Below is the old list of release steps, but many are automated by the process
described above.

- [ ] Change the version in `setup.cfg` and `plugins/sqlfluff-templater-dbt/setup.cfg`
- [ ] Update the stable_version in the `[sqlfluff_docs]` section of `setup.cfg`
- [ ] Copy the draft releases from https://github.com/sqlfluff/sqlfluff/releases
      to [CHANGELOG.md](CHANGELOG.md). These draft release notes have been created
      by a GitHub Action on each PR merge.
- [ ] If you pretend to create a new draft in GitHub and hit "Auto Generate Release
      Notes", then it will basically recreate these notes (though in a slightly
      different format), but also add a nice "First contributors" section, so can
      copy that "First contributors" section too and then abandon that new draft
      ([an issues](https://github.com/release-drafter/release-drafter/issues/1001)
      has been raised to ask for this in Release Drafter GitHub Action).
- [ ] Add markdown links to PRs as annoyingly GitHub doesn't do this automatically
      when displaying Markdown files, like it does for comments. You can use regex
      in most code editors to replace `\(#([0-9]*)\) @([^ ]*)$` to
      `[#$1](https://github.com/sqlfluff/sqlfluff/pull/$1) [@$2](https://github.com/$2)`,
      or if using the GitHub generated release notes then can replace
      `by @([^ ]*) in https://github.com/sqlfluff/sqlfluff/pull/([0-9]*)$` to
      `[#$2](https://github.com/sqlfluff/sqlfluff/pull/$2) [@$1](https://github.com/$1)`.
- [ ] For the new contributors section, you can replace
      `\* @([^ ]*) made their first contribution in https://github.com/sqlfluff/sqlfluff/pull/([0-9]*)$`
      with `* [@$1](https://github.com/$1) made their first contribution in [#$2](https://github.com/sqlfluff/sqlfluff/pull/$2)` to do this automatically).
- [ ] Check each issue title is clear, and if not edit issue title (which will
      automatically update Release notes on next PR merged, as the Draft one is
      recreated in full each time). We also don't use
      [conventional commit PR titles](https://www.conventionalcommits.org/en/v1.0.0/)
      (e.g. `feat`) so make them more English readable. Make same edits locally
      in [CHANGELOG.md](CHANGELOG.md).
- [ ] Add a comment at the top to highlight the main things in this release.
- [ ] If this is a non-patch release then update the `Notable changes` section in
      `index.rst` with a brief summary of the new features added that made this a
      non-patch release.
- [ ] View the CHANGELOG in this branch on GitHub to ensure you didn't miss any
      link conversions or other markup errors.
- [ ] Open draft PR with those change a few days in advance to give contributors
      notice. Tag those with open PRs in the PR in GitHub to give them time to merge
      their work before the new release
- [ ] Comment in #contributing slack channel about release candidate.
- [ ] Update the draft PR as more changes get merged.
- [ ] Get another contributor to approve the PR.
- [ ] Merge the PR when looks like we've got all we’re going to get for this release.
- [ ] Go to the [releases page](https://github.com/sqlfluff/sqlfluff/releases), edit
      the release to be same as [CHANGELOG.md](CHANGELOG.md) (remember to remove your
      release PR which doesn’t need to go in this). Add version tag and a title and
      click “Publish release”.
- [ ] Announce the release in the #general channel, with shout outs to those who
      contributed many, or big items.
- [ ] Announce the release on Twitter (@tunetheweb can do this or let him know your
      Twitter handle if you want access to Tweet on SQLFluff’s behalf).

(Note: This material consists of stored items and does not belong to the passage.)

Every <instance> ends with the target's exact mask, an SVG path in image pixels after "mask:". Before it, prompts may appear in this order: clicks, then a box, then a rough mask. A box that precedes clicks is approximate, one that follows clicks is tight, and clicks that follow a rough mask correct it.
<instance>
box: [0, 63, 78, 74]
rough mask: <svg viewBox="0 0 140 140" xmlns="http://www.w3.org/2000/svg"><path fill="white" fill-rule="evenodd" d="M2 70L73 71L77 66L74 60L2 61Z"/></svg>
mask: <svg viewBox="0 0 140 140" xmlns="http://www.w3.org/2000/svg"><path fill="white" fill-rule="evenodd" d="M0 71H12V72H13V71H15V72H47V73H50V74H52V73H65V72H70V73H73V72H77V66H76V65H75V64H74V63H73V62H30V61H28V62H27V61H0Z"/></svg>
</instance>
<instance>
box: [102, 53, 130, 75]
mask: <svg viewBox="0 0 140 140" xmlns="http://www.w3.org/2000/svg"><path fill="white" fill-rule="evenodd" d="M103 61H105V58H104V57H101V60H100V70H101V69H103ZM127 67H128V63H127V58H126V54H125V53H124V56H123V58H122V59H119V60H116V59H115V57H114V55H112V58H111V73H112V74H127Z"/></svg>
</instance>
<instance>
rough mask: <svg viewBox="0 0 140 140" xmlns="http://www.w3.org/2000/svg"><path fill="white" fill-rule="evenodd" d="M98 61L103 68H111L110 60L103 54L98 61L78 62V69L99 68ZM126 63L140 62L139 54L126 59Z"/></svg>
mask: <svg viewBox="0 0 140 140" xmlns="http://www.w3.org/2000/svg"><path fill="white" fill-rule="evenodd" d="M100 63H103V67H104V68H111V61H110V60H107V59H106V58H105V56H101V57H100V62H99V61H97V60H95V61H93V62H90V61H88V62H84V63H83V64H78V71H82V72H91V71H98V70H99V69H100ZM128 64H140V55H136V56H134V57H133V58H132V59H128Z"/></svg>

:warning: **Before creating a new release, ensure that
[setup.cfg](setup.cfg) is up-to-date with a new version** :warning:.
If this is not done, PyPI will reject the package. Also, ensure you have used that
version as a part of the tag and have described the changes accordingly.

#### Releasing Manually

If for some reason the package needs to be submitted to PyPI manually, we use `twine`.
You will need to be an admin to submit this to PyPI, and you will need a properly
formatted `.pypirc` file. If you have managed all that then you can run:

```shell
tox -e publish-dist
```

... and the most recent version will be uploaded to PyPI.